Secondo l’analista ucraino Victor Andrusiv, è il segno della «ritirata di Trump» da quella che continua a definire «una guerra che non è nostra». Constatato il fallimento del suo progetto di «far finire la guerra in 24 ore», il presidente americano potrebbe puntare ora a uscirne, lasciando il peso del conflitto sulle spalle degli europei. Intanto, potrebbe proseguire i contatti appena ristabiliti con Mosca per esplorare una serie di altri dossier, incluso l’ingresso degli investitori americani in progetti energetici russi, e altri «business» di cui l’emissario speciale del Cremlino Kirill Dmitriev avrebbe discusso con l’inviato di Trump Steve Witkoff. Far cancellare l’Ucraina e la sicurezza europea dalle priorità di Washington, spaccando il fronte comune occidentale che sembrava essersi appena ricompattato, è un obiettivo che Putin inseguiva da moltissimo tempo. Il suo calcolo però si è capovolto: per anni la propaganda russa ha cercato di fomentare il sentimento anti-americano in Europa, mentre ora sono semmai gli Usa a voler voltare le spalle al Vecchio Continente.
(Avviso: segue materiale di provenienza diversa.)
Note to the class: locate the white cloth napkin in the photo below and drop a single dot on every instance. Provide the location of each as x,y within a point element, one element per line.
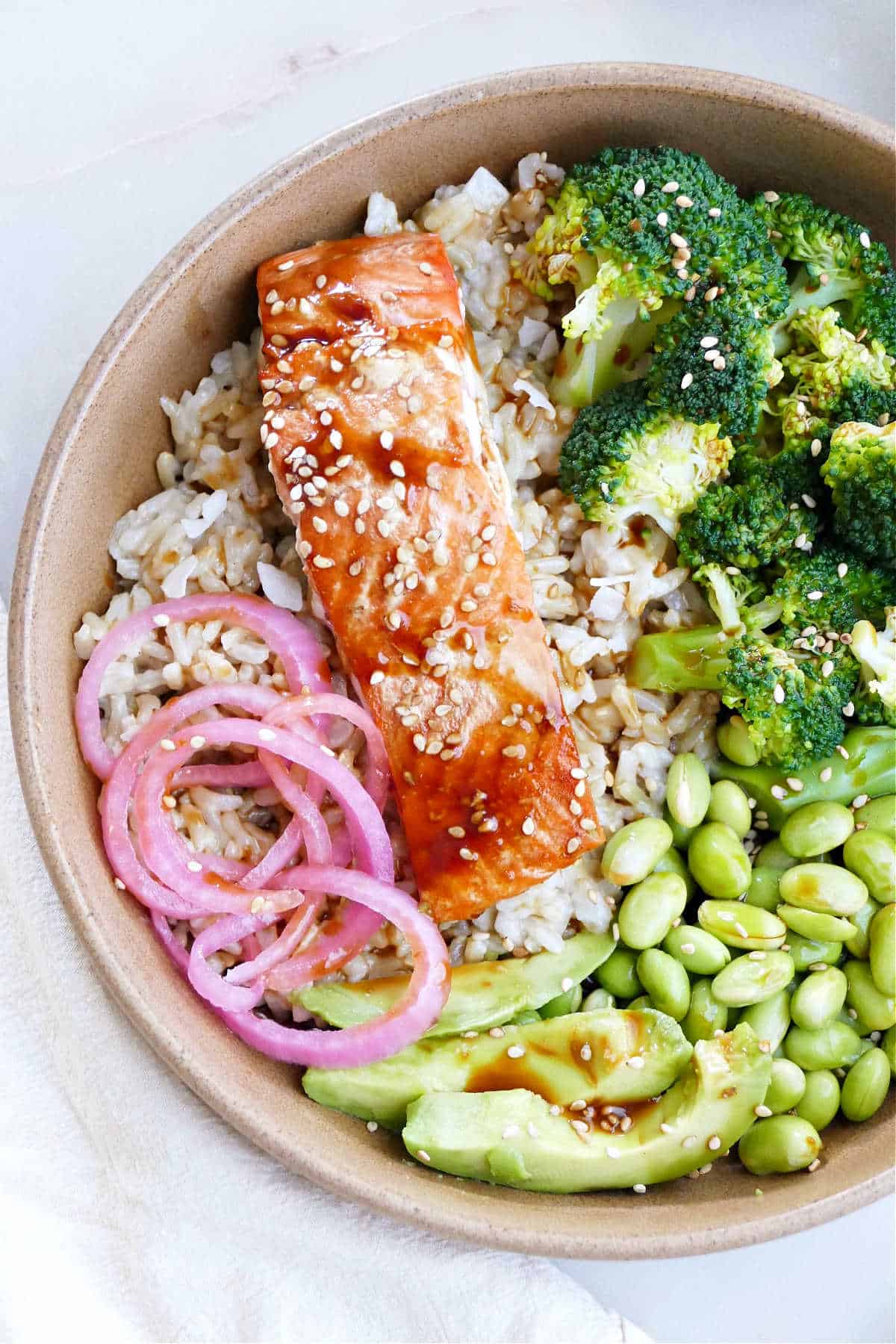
<point>132,1213</point>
Che appare invece molto più determinato e motivato a opporre resistenza alla minaccia russa, tra i piani di rilanciare la difesa europea e il sostegno sempre più convinto a Zelensky.

Il giorno dopo la telefonata tra Trump e Putin, l’Unione europea ha varato il 17.mo pacchetto di sanzioni contro Mosca, nonostante il passo indietro dell’America. Che, secondo Andrusiv, continuerà comunque a inviare aiuti militari all’Ucraina, se non altro per aumentare la sua quota nell’accordo sulle risorse minerarie ucraine. Anche Rubio ha confermato, che le armi per Kiev continuano ad arrivare, e per ora non si pensa di interrompere l’assistenza, anche attingendo dagli arsenali degli altri alleati Nato. Un flusso di aiuti che potrebbe aumentare se Trump decidesse di aumentare la pressione per costringere la Russia a negoziare, come lo stesso presidente americano ha detto di poter fare. Per il momento però il nuovo zig-zag trumpiano ha ridotto le chances della diplomazia: il ministro degli Esteri russo Sergey Lavrov ha respinto l’idea di una tregua e ha ripetuto il mantra del Cremlino sulla necessità di «eliminare le cause all’origine del conflitto» (cioè un’Ucraina che sceglie lo schieramento occidentale). Visto da qui, perfino un «congelamento» della guerra lungo la linea del fronte attuale rimane improbabile. La Russia sta ammassando truppe sul confine nord-est dell’Ucraina, e l’agenzia Bloomberg cita fonti moscovite secondo le quali Putin è convinto di poter sfondare le difese ucraine nel Donbass, per poi accettare una nuova trattativa in autunno, a condizioni che spera siano più favorevoli per lui. Un piano non facile da realizzare, anche perché non farebbe che aumentare la convinzione dell’Ue di avere a che fare con una minaccia che tocca l’Europa da vicino. Mentre il «Wall Street Journal» evoca di un nuovo incontro tra Russia e Ucraina che potrebbe tenersi in Vaticano a metà giugno, con l’America presente. Staremo a vedere.